You wrote, “Current diagnostic methods in psychiatry, both DSM-5 and the forthcoming ICD-11, refer to patients who are drug-free and do not take the issue of iatrogenic comorbidity into adequate consideration. They are suited for a patient who no longer exists.”4 How do you think the diagnostic manuals can take iatrogenic comorbidity into account?
Most of the patients we see in practice are already taking psychotropic drugs. If a primary care physician refers a patient to me, it is because the patient’s symptoms did not respond to the pharmacological treatment (generally an SSRI or SNRI) that had been started. Medications may affect clinical presentation of symptoms. In a naïve implicit formulation that runs counter to any modern insights into the plasticity of the brain, we may believe that after discontinuing an antidepressant everything goes back to the pre-treatment state. It does not, as any physician in the real world knows.
It is very common for psychiatrists to encounter patients with complex presentations of multiple psychiatric comorbidities who are on multiple psychotropic medications but remain symptomatic with a mix of symptoms that does not fit into diagnostic categories and their psychopharmacological treatment history is a mess of one trial after another, consisting of medications that once worked but no more, medications that never worked, and medications poorly tolerated. Do you have any general clinical recommendations regarding how to approach evaluation and treatment in such cases?
These are exactly the patients who do not fit into any DSM category. You need to take the issue of iatrogenic comorbidity into account and spend a good deal of time for a full clinimetric assessment and use diagnoses only as temporary transfer stations that can be verified in the course of time. There is almost no research on these issues, as it happens with most of the truly important matters in psychiatry.
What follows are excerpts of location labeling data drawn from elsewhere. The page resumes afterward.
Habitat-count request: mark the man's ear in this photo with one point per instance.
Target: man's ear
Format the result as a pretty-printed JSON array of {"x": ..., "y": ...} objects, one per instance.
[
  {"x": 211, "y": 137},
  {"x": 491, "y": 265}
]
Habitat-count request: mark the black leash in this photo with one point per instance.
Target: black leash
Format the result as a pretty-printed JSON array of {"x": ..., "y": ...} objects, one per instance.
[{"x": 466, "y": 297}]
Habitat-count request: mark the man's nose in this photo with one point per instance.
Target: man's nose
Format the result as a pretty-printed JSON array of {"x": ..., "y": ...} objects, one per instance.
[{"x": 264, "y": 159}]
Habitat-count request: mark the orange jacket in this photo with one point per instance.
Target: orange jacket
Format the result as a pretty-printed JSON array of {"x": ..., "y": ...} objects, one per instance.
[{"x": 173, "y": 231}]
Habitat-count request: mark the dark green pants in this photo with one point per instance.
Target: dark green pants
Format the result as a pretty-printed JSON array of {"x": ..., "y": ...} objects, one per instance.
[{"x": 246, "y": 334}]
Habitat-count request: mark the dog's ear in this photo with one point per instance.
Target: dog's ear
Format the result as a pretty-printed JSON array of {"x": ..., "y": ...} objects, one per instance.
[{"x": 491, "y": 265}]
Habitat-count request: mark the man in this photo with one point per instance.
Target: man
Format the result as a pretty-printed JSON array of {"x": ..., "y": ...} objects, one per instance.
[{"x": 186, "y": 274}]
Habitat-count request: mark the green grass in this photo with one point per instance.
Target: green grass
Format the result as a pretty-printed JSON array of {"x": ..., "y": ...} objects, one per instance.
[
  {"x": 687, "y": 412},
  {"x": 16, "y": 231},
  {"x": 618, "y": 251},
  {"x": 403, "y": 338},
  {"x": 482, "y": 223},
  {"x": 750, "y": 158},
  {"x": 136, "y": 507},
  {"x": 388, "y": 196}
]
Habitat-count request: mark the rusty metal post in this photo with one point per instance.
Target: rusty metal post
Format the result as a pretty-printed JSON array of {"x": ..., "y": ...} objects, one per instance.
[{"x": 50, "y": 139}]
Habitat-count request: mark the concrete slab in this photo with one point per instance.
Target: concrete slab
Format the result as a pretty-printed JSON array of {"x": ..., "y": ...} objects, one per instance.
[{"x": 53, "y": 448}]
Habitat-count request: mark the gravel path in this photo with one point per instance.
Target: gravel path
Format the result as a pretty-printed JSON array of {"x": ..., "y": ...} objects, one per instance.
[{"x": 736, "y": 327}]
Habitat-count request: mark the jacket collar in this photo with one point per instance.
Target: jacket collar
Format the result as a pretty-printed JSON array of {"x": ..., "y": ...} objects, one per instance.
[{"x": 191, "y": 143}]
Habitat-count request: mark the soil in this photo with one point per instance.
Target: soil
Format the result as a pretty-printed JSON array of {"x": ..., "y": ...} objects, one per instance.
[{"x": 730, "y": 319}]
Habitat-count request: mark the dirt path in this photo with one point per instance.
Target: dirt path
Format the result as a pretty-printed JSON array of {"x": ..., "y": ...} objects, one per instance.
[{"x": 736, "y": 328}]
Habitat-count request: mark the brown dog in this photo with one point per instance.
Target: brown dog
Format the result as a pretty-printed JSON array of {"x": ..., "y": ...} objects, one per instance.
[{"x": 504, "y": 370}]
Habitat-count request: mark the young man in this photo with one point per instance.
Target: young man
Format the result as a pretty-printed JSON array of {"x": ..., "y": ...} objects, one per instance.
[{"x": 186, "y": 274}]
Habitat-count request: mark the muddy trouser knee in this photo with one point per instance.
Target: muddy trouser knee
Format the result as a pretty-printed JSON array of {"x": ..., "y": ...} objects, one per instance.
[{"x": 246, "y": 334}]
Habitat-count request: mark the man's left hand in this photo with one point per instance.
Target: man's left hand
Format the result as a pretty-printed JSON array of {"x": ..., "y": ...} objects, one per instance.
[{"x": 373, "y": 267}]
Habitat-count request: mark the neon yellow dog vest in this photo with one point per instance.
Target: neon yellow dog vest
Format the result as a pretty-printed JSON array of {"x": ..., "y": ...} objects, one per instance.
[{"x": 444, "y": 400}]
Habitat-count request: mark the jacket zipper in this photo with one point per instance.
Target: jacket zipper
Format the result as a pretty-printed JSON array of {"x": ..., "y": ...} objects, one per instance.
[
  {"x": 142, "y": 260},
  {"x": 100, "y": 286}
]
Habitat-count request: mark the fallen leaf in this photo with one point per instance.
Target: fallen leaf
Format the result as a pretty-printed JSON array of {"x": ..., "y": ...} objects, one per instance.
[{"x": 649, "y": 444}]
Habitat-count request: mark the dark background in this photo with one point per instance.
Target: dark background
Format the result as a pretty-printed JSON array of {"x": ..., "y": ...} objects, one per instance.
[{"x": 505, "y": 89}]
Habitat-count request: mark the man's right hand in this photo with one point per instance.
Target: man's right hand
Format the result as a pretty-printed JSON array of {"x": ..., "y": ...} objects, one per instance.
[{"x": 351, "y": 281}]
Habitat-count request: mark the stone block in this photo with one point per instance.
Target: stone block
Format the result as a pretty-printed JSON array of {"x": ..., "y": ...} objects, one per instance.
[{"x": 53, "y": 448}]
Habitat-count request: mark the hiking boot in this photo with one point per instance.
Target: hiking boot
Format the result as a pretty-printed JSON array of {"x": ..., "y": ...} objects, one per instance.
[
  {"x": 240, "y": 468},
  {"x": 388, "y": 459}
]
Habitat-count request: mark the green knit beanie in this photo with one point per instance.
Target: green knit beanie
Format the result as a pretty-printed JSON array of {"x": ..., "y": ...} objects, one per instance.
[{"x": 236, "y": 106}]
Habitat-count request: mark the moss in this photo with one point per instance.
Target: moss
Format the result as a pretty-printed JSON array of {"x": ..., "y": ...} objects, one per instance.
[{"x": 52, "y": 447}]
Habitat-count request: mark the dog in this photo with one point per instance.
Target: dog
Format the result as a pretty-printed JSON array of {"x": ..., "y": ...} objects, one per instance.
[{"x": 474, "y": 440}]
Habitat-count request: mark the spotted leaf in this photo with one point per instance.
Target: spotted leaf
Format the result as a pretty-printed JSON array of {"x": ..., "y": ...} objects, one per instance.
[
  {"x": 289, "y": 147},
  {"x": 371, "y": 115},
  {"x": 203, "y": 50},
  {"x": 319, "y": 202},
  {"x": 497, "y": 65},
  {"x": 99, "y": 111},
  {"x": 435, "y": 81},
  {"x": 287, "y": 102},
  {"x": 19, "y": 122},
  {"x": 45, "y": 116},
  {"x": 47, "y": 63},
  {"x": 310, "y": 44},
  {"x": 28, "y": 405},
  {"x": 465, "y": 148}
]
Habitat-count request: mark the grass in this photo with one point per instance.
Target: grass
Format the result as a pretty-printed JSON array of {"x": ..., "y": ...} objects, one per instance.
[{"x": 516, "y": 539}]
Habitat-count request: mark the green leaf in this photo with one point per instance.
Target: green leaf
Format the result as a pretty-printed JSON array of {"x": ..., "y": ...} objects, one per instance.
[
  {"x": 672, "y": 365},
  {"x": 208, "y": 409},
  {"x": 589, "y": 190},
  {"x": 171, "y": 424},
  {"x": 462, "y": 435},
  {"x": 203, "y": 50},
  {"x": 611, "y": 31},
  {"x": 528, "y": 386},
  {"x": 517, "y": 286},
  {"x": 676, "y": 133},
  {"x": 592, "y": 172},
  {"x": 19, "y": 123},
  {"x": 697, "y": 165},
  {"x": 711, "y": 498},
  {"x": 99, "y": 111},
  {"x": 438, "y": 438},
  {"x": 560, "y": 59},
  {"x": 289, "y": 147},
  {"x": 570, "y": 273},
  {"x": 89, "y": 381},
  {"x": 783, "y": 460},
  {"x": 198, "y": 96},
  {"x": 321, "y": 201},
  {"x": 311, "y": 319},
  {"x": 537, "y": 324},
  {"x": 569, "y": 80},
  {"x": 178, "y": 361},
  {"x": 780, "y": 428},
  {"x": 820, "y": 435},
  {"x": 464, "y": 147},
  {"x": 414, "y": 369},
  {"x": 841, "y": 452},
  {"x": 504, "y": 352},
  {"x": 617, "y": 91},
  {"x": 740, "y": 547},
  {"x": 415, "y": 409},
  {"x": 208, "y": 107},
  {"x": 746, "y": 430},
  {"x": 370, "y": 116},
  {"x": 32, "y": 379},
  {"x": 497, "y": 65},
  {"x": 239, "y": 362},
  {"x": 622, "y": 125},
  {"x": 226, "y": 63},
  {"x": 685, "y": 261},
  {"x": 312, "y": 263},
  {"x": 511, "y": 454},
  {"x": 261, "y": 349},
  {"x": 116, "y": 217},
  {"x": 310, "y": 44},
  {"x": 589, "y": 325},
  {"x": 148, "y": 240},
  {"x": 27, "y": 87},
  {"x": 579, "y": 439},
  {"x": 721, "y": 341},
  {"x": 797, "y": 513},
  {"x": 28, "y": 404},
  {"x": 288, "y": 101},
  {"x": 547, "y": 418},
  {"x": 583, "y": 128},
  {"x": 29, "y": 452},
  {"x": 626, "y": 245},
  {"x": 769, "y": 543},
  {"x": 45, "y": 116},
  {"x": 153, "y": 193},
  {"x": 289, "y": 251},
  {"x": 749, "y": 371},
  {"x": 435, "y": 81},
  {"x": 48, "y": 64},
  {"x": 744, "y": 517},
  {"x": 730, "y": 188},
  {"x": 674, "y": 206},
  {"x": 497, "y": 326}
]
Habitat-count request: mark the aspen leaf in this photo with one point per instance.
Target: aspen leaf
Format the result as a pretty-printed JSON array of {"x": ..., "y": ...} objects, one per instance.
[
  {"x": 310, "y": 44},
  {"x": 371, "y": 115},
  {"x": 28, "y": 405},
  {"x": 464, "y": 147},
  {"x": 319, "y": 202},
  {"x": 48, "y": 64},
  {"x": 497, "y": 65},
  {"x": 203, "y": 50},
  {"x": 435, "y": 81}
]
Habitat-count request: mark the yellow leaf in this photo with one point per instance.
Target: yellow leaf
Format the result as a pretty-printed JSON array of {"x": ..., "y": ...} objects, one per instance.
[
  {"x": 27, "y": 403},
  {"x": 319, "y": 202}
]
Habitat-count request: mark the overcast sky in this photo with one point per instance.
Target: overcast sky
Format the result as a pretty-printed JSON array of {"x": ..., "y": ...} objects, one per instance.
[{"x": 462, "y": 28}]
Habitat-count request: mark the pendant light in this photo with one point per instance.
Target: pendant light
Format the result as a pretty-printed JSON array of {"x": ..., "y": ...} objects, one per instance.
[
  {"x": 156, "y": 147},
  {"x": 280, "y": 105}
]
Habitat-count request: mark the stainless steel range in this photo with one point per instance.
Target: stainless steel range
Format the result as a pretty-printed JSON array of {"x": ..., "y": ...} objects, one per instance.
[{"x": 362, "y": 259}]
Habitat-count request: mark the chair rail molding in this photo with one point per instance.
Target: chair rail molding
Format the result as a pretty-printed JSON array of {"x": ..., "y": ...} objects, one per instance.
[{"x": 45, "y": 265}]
What percentage of patients prescribed antidepressants would you say experience clinically significant effects related to oppositional tolerance? Why is there so much variability in how individuals are impacted by these medications?
It very much depends on the type of practice. In my practice, which is very much shifted to treatment resistant, difficult, unusual cases, the percentage of cases who present with the various manifestations of tolerance (eg, loss of clinical effects, paradoxical reactions, switching, persistent post-withdrawal disorders, refractoriness) is very high and may approach 1 case out of 2. But you do not have the same crowd, the percentage may be much lower. We need studies addressing these issues in a comprehensive manner in outpatient populations.